Automatically Detecting Technical Debt Discussions with Machine Learning
TAGSArtificial Intelligence and Machine Learning Technical Debt Artificial Intelligence Engineering
Technical debt (TD) refers to choices made during software development that achieve short-term goals at the expense of long-term quality. Since developers use issue trackers to coordinate task priorities, issue trackers are a natural focal point for discussing TD. In addition, software developers use preset issue types, such as feature, bug, and vulnerability, to differentiate the nature of the task at hand. We have recently started seeing developers explicitly use the phrase "technical debt" or similar terms such as "design debt" or "architectural smells."

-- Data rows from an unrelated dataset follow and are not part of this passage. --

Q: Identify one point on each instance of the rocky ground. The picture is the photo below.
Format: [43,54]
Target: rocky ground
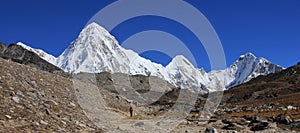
[44,101]
[35,100]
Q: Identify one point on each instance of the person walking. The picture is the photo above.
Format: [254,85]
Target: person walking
[131,111]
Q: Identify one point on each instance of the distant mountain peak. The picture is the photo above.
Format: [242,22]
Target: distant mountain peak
[96,50]
[180,60]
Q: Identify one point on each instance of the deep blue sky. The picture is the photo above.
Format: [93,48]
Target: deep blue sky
[267,28]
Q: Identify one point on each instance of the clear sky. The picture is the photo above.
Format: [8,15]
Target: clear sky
[267,28]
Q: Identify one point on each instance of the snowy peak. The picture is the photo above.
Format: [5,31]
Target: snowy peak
[95,50]
[47,57]
[180,60]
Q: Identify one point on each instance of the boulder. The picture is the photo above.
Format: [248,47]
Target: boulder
[283,119]
[210,130]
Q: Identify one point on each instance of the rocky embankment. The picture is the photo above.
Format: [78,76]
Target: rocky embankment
[35,100]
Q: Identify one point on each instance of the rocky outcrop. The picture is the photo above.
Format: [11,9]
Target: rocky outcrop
[20,55]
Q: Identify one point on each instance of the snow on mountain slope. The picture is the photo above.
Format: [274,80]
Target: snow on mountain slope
[243,70]
[47,57]
[96,50]
[185,75]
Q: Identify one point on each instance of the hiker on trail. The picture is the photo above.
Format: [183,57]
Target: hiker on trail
[131,111]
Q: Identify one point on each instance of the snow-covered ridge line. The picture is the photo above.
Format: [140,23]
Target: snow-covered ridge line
[96,50]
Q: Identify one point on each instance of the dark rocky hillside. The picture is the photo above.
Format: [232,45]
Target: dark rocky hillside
[21,55]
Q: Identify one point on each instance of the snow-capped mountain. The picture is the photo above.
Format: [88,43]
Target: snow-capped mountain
[185,75]
[47,57]
[243,70]
[96,50]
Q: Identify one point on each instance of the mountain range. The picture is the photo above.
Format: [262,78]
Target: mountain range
[96,50]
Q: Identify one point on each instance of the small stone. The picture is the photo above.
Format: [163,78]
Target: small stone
[82,125]
[210,130]
[19,93]
[16,99]
[43,123]
[139,124]
[20,106]
[33,83]
[63,122]
[47,111]
[7,116]
[72,104]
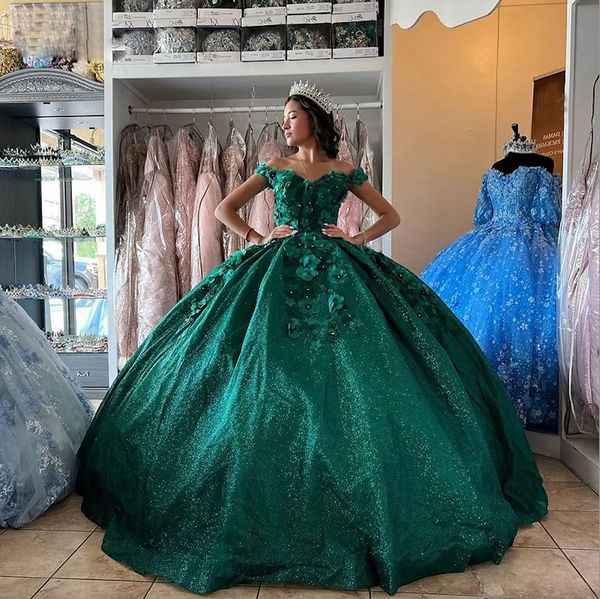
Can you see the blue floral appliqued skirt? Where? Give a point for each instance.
(500, 280)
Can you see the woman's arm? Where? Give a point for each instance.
(227, 209)
(388, 216)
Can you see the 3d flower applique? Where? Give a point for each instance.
(305, 305)
(335, 301)
(336, 274)
(307, 270)
(294, 328)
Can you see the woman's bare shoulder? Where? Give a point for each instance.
(345, 167)
(279, 162)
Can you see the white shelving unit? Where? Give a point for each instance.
(579, 452)
(205, 85)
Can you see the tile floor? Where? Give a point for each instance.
(59, 557)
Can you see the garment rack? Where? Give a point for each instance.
(232, 109)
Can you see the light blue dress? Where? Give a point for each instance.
(43, 419)
(500, 279)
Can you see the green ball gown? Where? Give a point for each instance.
(310, 413)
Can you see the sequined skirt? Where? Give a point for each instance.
(309, 413)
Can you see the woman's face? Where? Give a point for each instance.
(297, 124)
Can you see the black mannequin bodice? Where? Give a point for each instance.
(513, 160)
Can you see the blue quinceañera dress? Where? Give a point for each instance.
(309, 413)
(500, 279)
(43, 419)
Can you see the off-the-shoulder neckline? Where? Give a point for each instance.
(327, 174)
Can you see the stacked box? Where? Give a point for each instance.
(219, 35)
(263, 38)
(309, 36)
(264, 8)
(301, 7)
(355, 35)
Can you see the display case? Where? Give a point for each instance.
(53, 214)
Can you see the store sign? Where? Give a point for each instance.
(547, 122)
(450, 12)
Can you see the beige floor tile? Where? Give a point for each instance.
(573, 530)
(162, 590)
(555, 471)
(528, 573)
(575, 497)
(587, 563)
(533, 535)
(65, 515)
(36, 552)
(90, 562)
(19, 588)
(421, 596)
(300, 593)
(456, 583)
(93, 589)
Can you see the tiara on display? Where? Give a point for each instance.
(311, 91)
(519, 144)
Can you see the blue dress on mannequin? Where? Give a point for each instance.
(500, 280)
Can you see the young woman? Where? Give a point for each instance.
(310, 412)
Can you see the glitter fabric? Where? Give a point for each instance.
(258, 435)
(500, 279)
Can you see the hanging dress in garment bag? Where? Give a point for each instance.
(310, 413)
(185, 175)
(157, 281)
(579, 294)
(130, 225)
(232, 174)
(260, 212)
(207, 231)
(350, 215)
(365, 158)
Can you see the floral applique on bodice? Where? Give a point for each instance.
(315, 272)
(306, 204)
(530, 194)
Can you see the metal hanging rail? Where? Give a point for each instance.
(232, 109)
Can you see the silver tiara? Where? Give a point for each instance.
(520, 145)
(311, 91)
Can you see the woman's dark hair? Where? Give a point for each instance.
(324, 130)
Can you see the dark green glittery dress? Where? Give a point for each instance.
(310, 413)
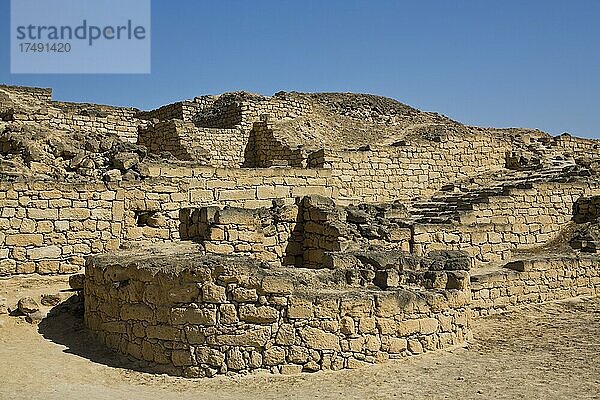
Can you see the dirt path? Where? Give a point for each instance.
(550, 351)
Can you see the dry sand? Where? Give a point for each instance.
(550, 351)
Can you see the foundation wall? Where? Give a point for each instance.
(413, 171)
(48, 227)
(540, 281)
(525, 219)
(212, 321)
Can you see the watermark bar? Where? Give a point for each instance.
(80, 36)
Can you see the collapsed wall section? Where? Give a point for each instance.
(533, 281)
(201, 316)
(409, 171)
(520, 220)
(48, 227)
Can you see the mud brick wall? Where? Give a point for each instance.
(226, 316)
(534, 281)
(523, 219)
(49, 228)
(265, 150)
(96, 118)
(182, 110)
(272, 235)
(185, 141)
(25, 104)
(408, 172)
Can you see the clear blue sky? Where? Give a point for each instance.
(489, 63)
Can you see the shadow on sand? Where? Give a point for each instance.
(64, 326)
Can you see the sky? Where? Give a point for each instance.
(526, 63)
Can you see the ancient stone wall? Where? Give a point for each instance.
(267, 234)
(96, 118)
(266, 150)
(522, 219)
(534, 281)
(47, 227)
(26, 104)
(229, 315)
(231, 111)
(417, 169)
(182, 110)
(218, 147)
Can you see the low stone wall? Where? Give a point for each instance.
(96, 118)
(215, 315)
(212, 146)
(534, 281)
(269, 234)
(48, 227)
(409, 171)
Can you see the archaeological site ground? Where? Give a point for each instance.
(326, 236)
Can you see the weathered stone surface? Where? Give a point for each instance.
(77, 281)
(212, 293)
(319, 340)
(277, 285)
(274, 356)
(28, 305)
(261, 314)
(254, 337)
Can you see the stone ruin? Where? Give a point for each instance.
(298, 232)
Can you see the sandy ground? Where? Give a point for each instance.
(550, 351)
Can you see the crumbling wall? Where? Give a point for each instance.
(232, 110)
(24, 104)
(410, 171)
(265, 150)
(185, 141)
(534, 281)
(267, 234)
(48, 227)
(228, 314)
(96, 118)
(523, 219)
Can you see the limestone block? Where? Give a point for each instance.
(47, 252)
(139, 311)
(184, 294)
(181, 358)
(277, 285)
(300, 308)
(286, 335)
(23, 240)
(213, 293)
(274, 356)
(260, 315)
(347, 326)
(290, 369)
(235, 359)
(244, 295)
(209, 356)
(319, 340)
(195, 316)
(218, 248)
(164, 332)
(415, 346)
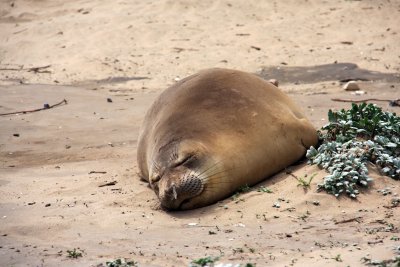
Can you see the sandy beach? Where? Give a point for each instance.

Although developers often informally discuss TD, the concept has not yet crystalized into a consistently applied issue type when describing issues in repositories. Application of machine learning to locate technical debt issues can improve our understanding of TD and help develop practices to manage it. In this blog post, which is based on an SEI white paper, we describe the results of a study in which machine learning was used to quantify the prevalence of TD-related issues in issue trackers. Although more work is needed, the study achieved promising results in producing a classifier that automatically determines whether a ticket in an issue tracker relates to TD. Our results suggest the need to designate a new technical debt issue type for technical debt to raise visibility and awareness of TD issues among developers and managers.
Results of The Study
Our machine-learning engine for automatically detecting TD extensively uses text mining, which is an approach increasingly used in software engineering studies that focus on classifying bugs. Text mining has been found to improve both bug-classification accuracy and problem-report classification. We manually labeled references to TD for 1,934 tickets in the Chromium issue tracker to determine whether the discussions in each ticket indicated TD. We used these labels to train by means of machine learning a classifier to identify unlabeled tickets and estimate labels for an additional 475,000 tickets. Our classifier significantly outperforms key-phrase search. We concluded that discussion of TD appears in about 16 percent of the tracked Chromium issues. In more detail, our contributions are as follows:
- 441 of the 1,934 labels we generated from the Chromium issue tracker show strong evidence of TD. These labels are now publicly available to support future research.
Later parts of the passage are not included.